Memorial honors community 'can man'


Humble. Smart. Outgoing. Different.

Those are the words family and friends used to describe Ernst Lucas at a Saturday memorial service held in the Union.

Lucas, better known to the MSU community as "Ernie the Can Man," died in January at the age of 68.

Lucas' brothers, Jack Lucas of West Hartford, Conn., and Alexander Lucas of Rochester, Minn., began organizing the memorial service following the outpouring of memories and support they received regarding their brother.

"We're here to celebrate Ernie's meaningful life, as well as mourn his death," Alexander Lucas said. "Everyone seemed to know Ernie and everyone had a different perspective."

About 40 people attended the ceremony.

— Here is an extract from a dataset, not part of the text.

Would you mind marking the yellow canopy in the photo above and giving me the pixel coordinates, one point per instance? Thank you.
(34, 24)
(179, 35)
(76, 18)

Empty cans and bottles were brought in Ernst Lucas' honor, and the money will be donated to MSU.

Manal Karadsheh, a telecommunication, information studies and media senior, helped the brothers coordinate the ceremony.

"His passing left a deep impression on too many people to count," she said at the beginning of the service. "I feel it's a great loss within the community."

The Rev. Kelly Sprinkle from the Peoples Church, 200 W. Grand River Ave., officiated the service.

"Ernie was a mystery and one that we've heard legends about," Sprinkle said during the service. "Ernie chose to live a different kind of life. I encourage you not to pass judgment.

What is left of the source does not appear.